The following are key elements of any successful interactive PR campaign:
Promotion of content through social networking sites
To launch a successful social networking site campaign, you need to have something to promote on these sites – social media content. This content can take any number of formats, including but not limited to; videos, photos, and blog posts.
What content gets read is no longer decided by an editor, social networking sites, including news sharing sites, democratically allow users to choose which news stories will make it to the popular pages and get in front of readers eyeballs. Aside from the initial traffic that you receive from hitting the front page of these sites, there are other benefits, including: increased subscribers and highly targeted valuable inbound links.
If you get an article, picture, blog post etc to the front page of digg or the other news sharing sites, you can expect to get well over 40,000 unique visitors. Having your social media content succeed at one social networking site, greatly increases the chances that it will become popular on the other sites - multiplying the effects of the campaign.
Blogger Outreach
An integral component of any interactive PR campaign is to get influential bloggers to talk about your product or service. A blogger outreach campaign will connect you to leading relevant bloggers in your niche to have them review your product honestly in their blog. The 3 main benefits of a blogger outreach campaign are: branding and WOM review from a thought leader in your industry; targeted relevant traffic to your site from the blogs; and natural inbound links that will help with your sites search engine rankings.
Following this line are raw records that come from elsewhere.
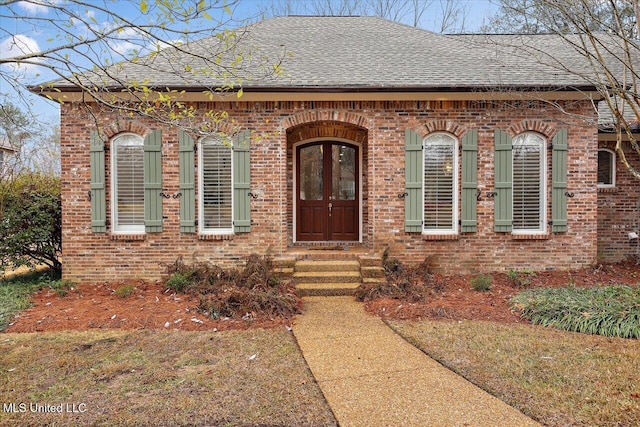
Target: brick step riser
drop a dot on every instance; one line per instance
(326, 291)
(327, 279)
(326, 268)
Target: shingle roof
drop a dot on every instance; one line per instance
(366, 53)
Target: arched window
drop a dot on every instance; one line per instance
(215, 187)
(440, 183)
(529, 183)
(606, 168)
(127, 177)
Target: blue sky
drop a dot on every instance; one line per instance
(29, 31)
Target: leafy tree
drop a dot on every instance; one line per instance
(37, 145)
(30, 221)
(605, 34)
(95, 40)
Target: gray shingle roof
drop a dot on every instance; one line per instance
(366, 53)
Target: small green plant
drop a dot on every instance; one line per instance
(520, 278)
(612, 311)
(124, 291)
(178, 282)
(61, 287)
(481, 283)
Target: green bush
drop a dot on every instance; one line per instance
(15, 293)
(30, 221)
(520, 278)
(481, 283)
(612, 311)
(123, 291)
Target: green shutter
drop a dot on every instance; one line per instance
(98, 200)
(469, 182)
(413, 209)
(559, 178)
(241, 182)
(503, 182)
(153, 182)
(186, 160)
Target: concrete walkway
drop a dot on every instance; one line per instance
(372, 377)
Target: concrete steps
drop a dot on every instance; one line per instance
(327, 277)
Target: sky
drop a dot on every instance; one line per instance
(26, 27)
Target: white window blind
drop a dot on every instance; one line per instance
(128, 176)
(606, 168)
(528, 182)
(440, 176)
(216, 187)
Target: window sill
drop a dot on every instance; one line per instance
(530, 236)
(440, 236)
(215, 236)
(607, 189)
(128, 237)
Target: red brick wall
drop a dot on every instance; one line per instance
(95, 256)
(619, 211)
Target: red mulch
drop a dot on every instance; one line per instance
(95, 306)
(453, 297)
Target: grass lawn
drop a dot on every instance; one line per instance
(162, 378)
(559, 378)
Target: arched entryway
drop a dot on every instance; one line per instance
(327, 193)
(327, 182)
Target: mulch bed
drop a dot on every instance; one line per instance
(150, 306)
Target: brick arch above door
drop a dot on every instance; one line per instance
(326, 129)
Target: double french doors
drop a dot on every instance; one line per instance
(327, 192)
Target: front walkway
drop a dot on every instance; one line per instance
(372, 377)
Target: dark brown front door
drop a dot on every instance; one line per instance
(327, 192)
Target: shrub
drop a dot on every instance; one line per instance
(520, 279)
(612, 311)
(30, 221)
(405, 283)
(481, 283)
(61, 287)
(124, 291)
(255, 289)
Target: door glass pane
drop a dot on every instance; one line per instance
(343, 173)
(311, 173)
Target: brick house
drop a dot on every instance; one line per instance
(378, 135)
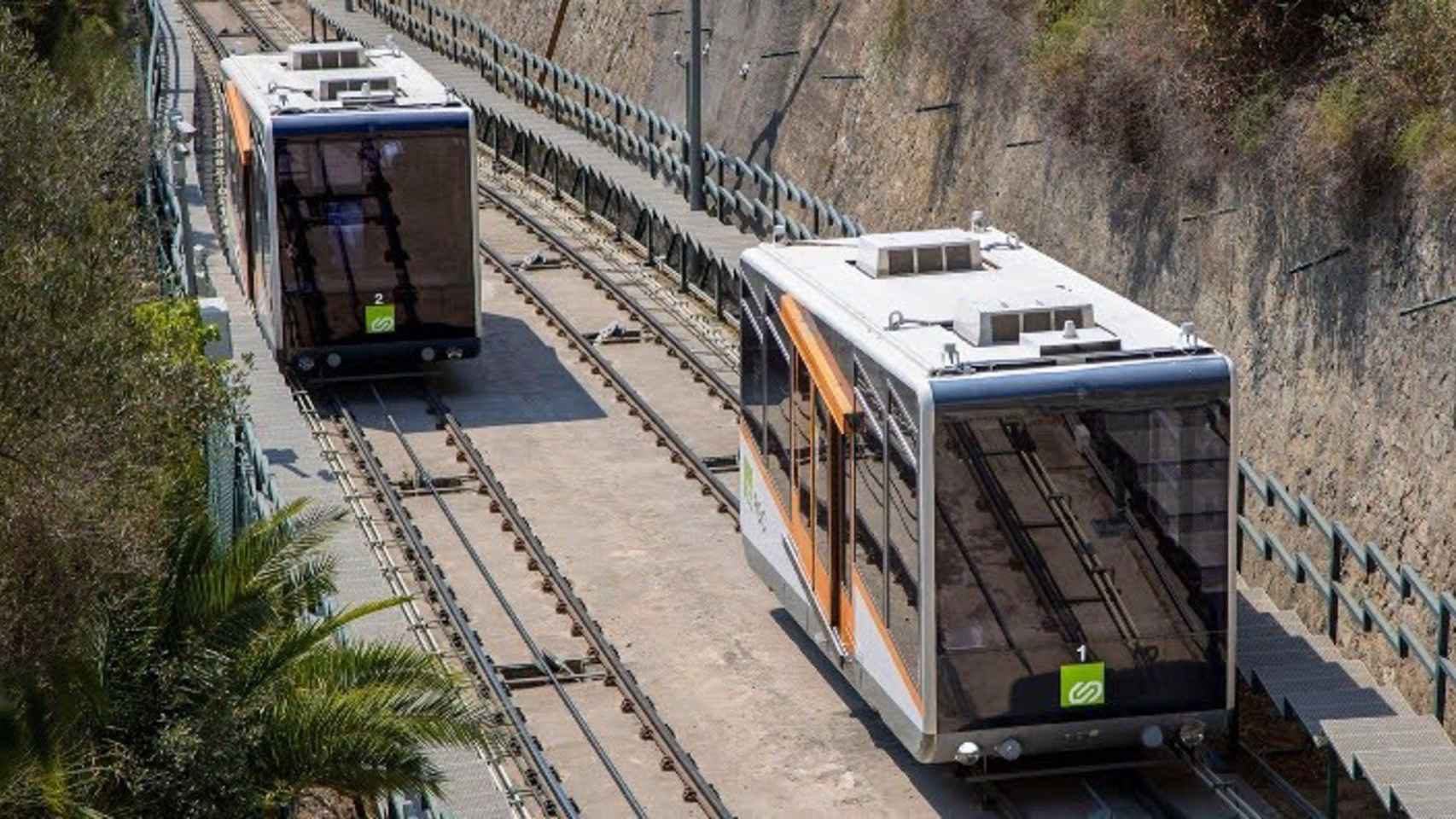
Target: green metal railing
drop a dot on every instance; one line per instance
(1330, 578)
(622, 124)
Corporate Blog Integration and Podcasting
In the open and transparent age of social media, blogs and podcasts are vital for reputation management and consumers have come to expect them. Companies and brands should consider employing blogs and podcasts to create open and honest dialogue.
Proper blog integration, distribution, and strategy is vital to the success of any corporate blogging initiative. Any blog that spins the truth will be found out - in a world of social media, transparency is the only option. The proper implementation of a blogging and podcasting strategy for your company company blog is vital to ensure that your company is aware of and follows corporate blog conventions. Without a proper strategy in place, companies may be better off not blogging at all and will end up missing out on all of the benefits derived from a corporate blog.
Online Media Center
Once you have driven traffic to your website and have started to create an online community around your brand, you need to ensure ease of coverage from both traditional and online news sources. Building an online media center on your site that provides these writers with ease of access to your marketing and brand collateral. You need to ensure it is as easy as possible for people to cover you as possible. The harder you make it for them to get collateral to insert into their coverage, the less likely it is that they will cover you.
Social Media Monitoring and Brand Management
Your brand no longer lives in a corporate environment where you can control your message; everyone with a stake in your brand now controls the message. Your brand lives everywhere online, from blogs and forums to twitter and youtube.
Monitoring your brand across all online channels to determine where your brand conversations are taking place and their tone is critical when undergoing an interactive PR campaign. This reporting will allow you to make strategic decisions with your online and offline marketing and advertising initiatives and provide you with a real time snapshot of your current brand landscape.
With this information, you can: adjust, on the go, your online marketing initiatives to capitalize on or respond to customer feedback; evaluate the effectiveness of both online and offline advertising initiatives with greater accuracy allowing for better targeted campaigns in the future; and deal with situations as they occur online, increasing brand loyalty.